I believed that my love was unique and secret until a few hours ago I discovered an equally ardent love. I can only bow to a passion
expressed with so much intensity, with such an infinite deployment of means and, above all, which creates such an exciting and impelling result.
Useless to waste adjectives : I invite my readers to discover, visit, study and be enchanted by the fruit of a love surely as great as mine :
Title of this posting: “Crazy Horses”.
Title of the book I’ve dreamed of writing for years : “Crazy Horses”.
Because when a title is beautiful it’s beautiful.
No need to explain it: it’s international, evocative and impelling: it’s centred and has that essential pinch of self-irony. One can’t do better.
Because these minute monumental sculptures really represent a crazy horse ridden by a spirit that possesses it.

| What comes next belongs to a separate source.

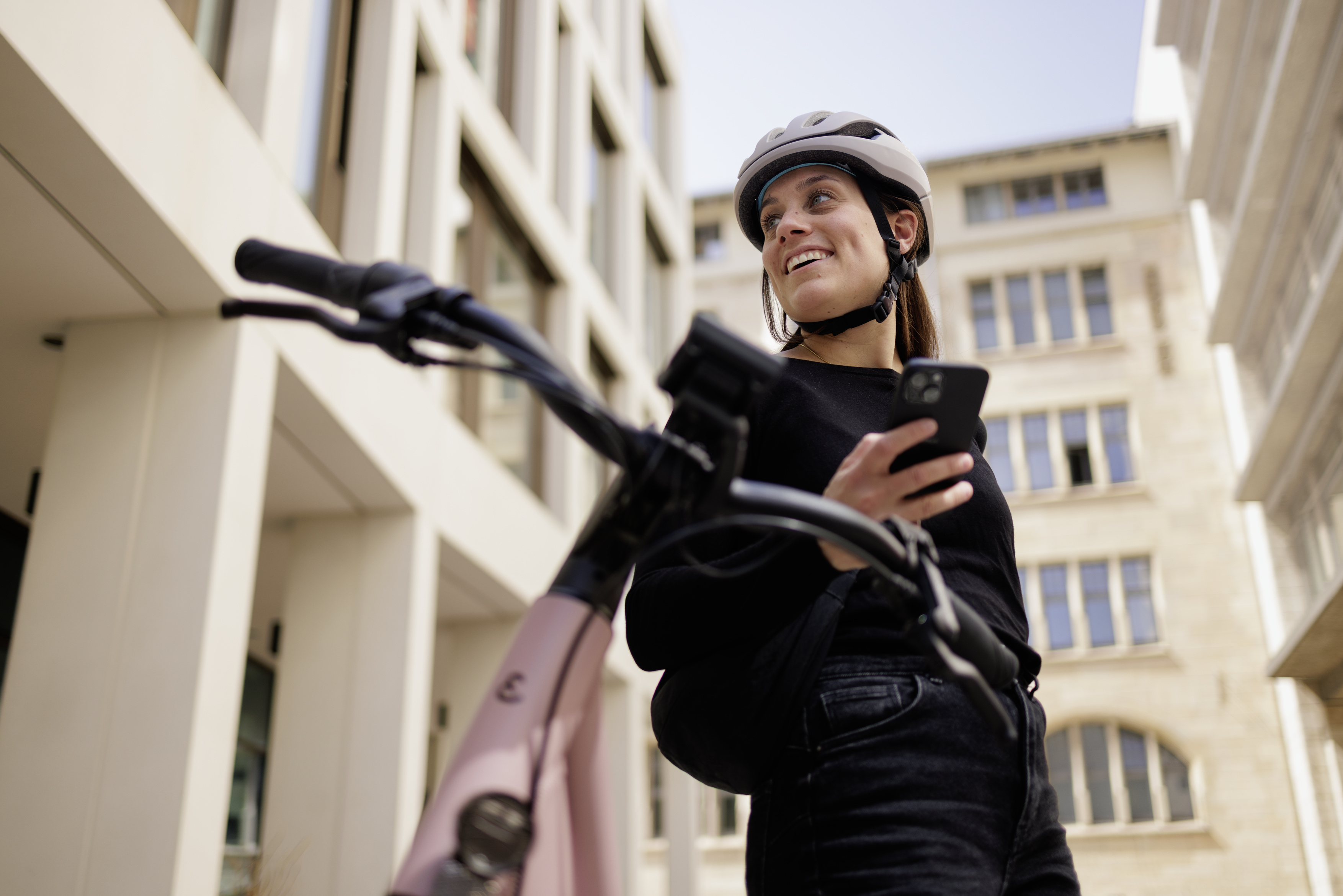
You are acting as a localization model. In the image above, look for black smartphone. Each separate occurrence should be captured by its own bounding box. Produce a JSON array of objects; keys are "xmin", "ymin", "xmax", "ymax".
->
[{"xmin": 886, "ymin": 357, "xmax": 988, "ymax": 497}]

Because all of us, adolescents in Paris, with the excuse of fine-tuning our French, dreamed about the Folies Bergères,
But we all ended up, lying about our age, at the entrance to the ‘Crazy Horse’.
Because today I find myself in love with objects representing a crazy horse.

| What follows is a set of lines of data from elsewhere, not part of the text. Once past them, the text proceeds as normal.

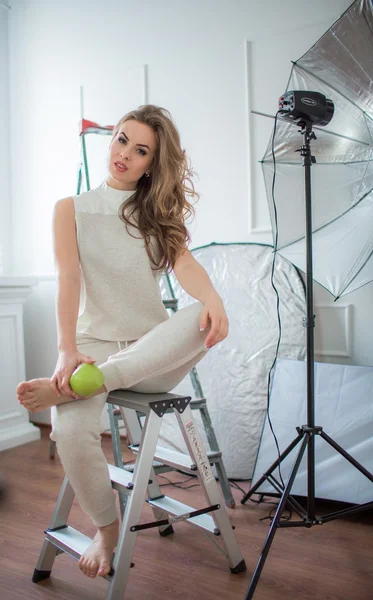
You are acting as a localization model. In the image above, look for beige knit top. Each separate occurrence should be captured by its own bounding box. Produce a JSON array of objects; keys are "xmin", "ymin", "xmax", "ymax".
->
[{"xmin": 73, "ymin": 181, "xmax": 169, "ymax": 341}]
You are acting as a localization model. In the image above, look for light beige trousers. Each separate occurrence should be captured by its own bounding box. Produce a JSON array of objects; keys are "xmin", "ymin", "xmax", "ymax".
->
[{"xmin": 50, "ymin": 302, "xmax": 209, "ymax": 527}]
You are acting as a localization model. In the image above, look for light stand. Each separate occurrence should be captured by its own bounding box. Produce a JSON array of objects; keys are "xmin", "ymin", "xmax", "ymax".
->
[{"xmin": 241, "ymin": 120, "xmax": 373, "ymax": 600}]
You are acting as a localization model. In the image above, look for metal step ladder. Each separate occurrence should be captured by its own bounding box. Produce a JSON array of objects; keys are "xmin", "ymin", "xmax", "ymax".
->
[
  {"xmin": 107, "ymin": 288, "xmax": 236, "ymax": 510},
  {"xmin": 32, "ymin": 390, "xmax": 246, "ymax": 600}
]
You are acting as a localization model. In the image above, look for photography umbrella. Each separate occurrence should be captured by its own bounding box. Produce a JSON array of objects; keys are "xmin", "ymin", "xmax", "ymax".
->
[
  {"xmin": 241, "ymin": 0, "xmax": 373, "ymax": 600},
  {"xmin": 262, "ymin": 0, "xmax": 373, "ymax": 299}
]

A propos: all of us who are fans of Westerns know about the famous chief, Crazy Horse, but in the Lakota language, ’Crazy Horse’ is ’Tasunke Witko’.
By now it’s habitual, even in the United States, to call the Oglala war chief ’Tasunka Witko’.
But that’s wrong: the correct version is ‘Tasunke Witko’,
where the initial ‘Ta-’ of Tasunke represents the possessive pronoun “his”.
So the correct translation is not “Crazy Horse”, but “His horse is crazy”
And so we’ve come full circle to the Kotoko horsemen: in these equestrian figurines
the horseman represents the spirit that possesses a human being held to be crazy:
“his horse is crazy”.
Naturally, since the game of analogies and coincidences is endless, the big chief, ’Tasunke Witko’, also went into a trance :
so he too, like the men and women for whom the “Putchis Guinadji” (les chevaux de la folie)
were created were in some way subject to being possessed.
Probably I am also subject to possession, thus reasonably crazy,
It’s been years since I don’t leave my house without first carefully choosing one of my Kotoko horsemen,
put it in my pocket and then caress and cuddle it for hours, feeling reassured and protected
in the hostile and dangerous world out there (I live in the Loreto area, and for those who know today’s Milan, that means something).
If friend Pierluigi Peroni, the creator of the marvellous site advised above which has never been praised enough,
wants to co-opt me in his project for a book about the Kotoko horsemen, I’ll participate willingly in his enterprise.
But I will be inflexible about one point: the title is and must be “Crazy Horses”.